Currently supporting CNI plugins are galaxy-underlay-veth and galaxy-k8s-vlan.
Galaxy-ipam provides swagger 1.2 docs. Please check swagger.json for cached galaxy-ipam API doc.
Also, you can add --swagger command line args to galaxy-ipam and restart it, check http://${galaxy-ipam-ip}:9041/apidocs.json/v1.

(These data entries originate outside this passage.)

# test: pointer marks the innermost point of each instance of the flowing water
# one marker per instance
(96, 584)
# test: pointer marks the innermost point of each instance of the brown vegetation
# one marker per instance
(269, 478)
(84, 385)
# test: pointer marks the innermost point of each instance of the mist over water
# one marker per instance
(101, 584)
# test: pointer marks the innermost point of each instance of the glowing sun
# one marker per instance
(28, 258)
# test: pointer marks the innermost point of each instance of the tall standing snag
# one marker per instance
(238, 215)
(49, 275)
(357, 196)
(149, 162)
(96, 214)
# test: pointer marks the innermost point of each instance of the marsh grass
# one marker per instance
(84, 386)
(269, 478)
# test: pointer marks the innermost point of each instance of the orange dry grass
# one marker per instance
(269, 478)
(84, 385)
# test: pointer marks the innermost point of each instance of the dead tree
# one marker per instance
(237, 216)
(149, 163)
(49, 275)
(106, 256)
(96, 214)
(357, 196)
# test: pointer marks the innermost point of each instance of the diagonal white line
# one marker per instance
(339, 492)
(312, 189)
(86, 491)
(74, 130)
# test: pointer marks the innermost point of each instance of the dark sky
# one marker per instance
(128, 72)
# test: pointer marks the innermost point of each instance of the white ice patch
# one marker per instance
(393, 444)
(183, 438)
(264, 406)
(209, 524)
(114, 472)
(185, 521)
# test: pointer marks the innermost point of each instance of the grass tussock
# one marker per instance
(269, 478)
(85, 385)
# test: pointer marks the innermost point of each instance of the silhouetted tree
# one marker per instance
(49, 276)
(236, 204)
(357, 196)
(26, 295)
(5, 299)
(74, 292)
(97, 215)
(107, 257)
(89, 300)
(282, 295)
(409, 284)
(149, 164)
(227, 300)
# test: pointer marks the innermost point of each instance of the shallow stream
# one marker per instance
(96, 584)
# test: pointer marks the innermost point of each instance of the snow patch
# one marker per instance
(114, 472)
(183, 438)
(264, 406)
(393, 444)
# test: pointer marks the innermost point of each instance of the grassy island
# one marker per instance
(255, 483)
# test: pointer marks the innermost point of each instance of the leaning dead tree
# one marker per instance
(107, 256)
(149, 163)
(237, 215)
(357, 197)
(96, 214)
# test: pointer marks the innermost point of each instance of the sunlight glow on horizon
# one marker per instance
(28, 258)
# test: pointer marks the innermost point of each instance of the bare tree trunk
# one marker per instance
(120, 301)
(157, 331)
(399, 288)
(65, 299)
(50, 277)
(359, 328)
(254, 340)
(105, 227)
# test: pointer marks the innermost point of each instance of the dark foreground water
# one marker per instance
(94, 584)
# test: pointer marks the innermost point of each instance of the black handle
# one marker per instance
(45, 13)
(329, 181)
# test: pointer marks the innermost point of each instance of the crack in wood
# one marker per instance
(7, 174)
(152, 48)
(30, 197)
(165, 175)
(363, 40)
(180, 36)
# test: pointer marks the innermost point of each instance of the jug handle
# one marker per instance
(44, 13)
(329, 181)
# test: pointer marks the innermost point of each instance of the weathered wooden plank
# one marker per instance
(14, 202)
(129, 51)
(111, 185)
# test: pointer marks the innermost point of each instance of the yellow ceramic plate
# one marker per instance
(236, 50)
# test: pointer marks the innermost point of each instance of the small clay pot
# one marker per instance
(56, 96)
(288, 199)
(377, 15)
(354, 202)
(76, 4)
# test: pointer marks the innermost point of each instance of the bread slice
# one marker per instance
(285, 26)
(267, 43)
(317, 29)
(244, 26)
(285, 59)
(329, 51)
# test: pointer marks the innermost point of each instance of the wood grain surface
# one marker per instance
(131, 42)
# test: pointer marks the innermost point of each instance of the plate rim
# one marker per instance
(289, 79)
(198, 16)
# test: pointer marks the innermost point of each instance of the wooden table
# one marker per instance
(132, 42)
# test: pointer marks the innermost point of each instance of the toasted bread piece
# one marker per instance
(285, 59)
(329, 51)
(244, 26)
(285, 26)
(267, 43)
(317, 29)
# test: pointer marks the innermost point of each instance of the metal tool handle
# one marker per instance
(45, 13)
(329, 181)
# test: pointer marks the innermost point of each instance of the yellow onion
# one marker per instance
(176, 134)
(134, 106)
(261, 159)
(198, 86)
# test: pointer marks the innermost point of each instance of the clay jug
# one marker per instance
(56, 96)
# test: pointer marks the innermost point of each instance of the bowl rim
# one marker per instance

- Query ips allocated to a given statefulset
curl 'http://192.168.30.7:9041/v1/ip?appName=sts&appType=statefulsets&namespace=default'{
"last": true,
"totalElements": 2,
"totalPages": 1,
"first": true,
"numberOfElements": 2,
"size": 10,
"number": 0,
"content": [
{
"ip": "10.0.0.112",
"namespace": "default",
"appName": "sts",
"podName": "sts-0",
"policy": 2,
"appType": "statefulset",
"updateTime": "2020-05-29T11:11:44.633383558Z",
"status": "Deleted",
"releasable": true
},
{
"ip": "10.0.0.174",
"namespace": "default",
"appName": "sts",
"podName": "sts-1",
"policy": 2,
"appType": "statefulset",
"updateTime": "2020-05-29T11:11:45.132450117Z",
"status": "Deleted",
"releasable": true
}
]
}
- Release ip.
curl -X POST -H "Content-type: application/json" -d '{"ips":[{"ip":"10.0.0.112", "appName":"sts", "appType":"statefulset", "podName":"sts-0","namespace":"default"},{"ip":"10.0.0.174", "appName":"sts", "appType":"statefulset", "podName":"sts-1", "namespace":"default"}]}' 'http://192.168.30.7:9041/v1/ip'
{
"code": 200,
"message": ""
}
Default update strategy for a deployment is StrategyType=RollingUpdate and 25% max unavailable, 25% max surge, this
means during upgrading a deployment, deployment controller when make sure a max of 25% pods beyond replicas will be created
and a max of 25% pods of replicas won't be running. Consider a deployment of replicas <= 3, when upgrading it, deployment
controller will first create a new pod and ensure it become running before teardown an old pod. Issue comes if the deployment
also asks for float IP release policy immutable or never, which means during upgrading galaxy-ipam will ensure a new
pod gets the same IP from an old pod and thus make new pods waits at scheduling phase for terminating of old pods to get
reuse their IPs.
Thus the two strategy resulting in a dead lock during upgrading for a replicas <= 3 deployment. We suggest to release
one strategy to get upgrade working.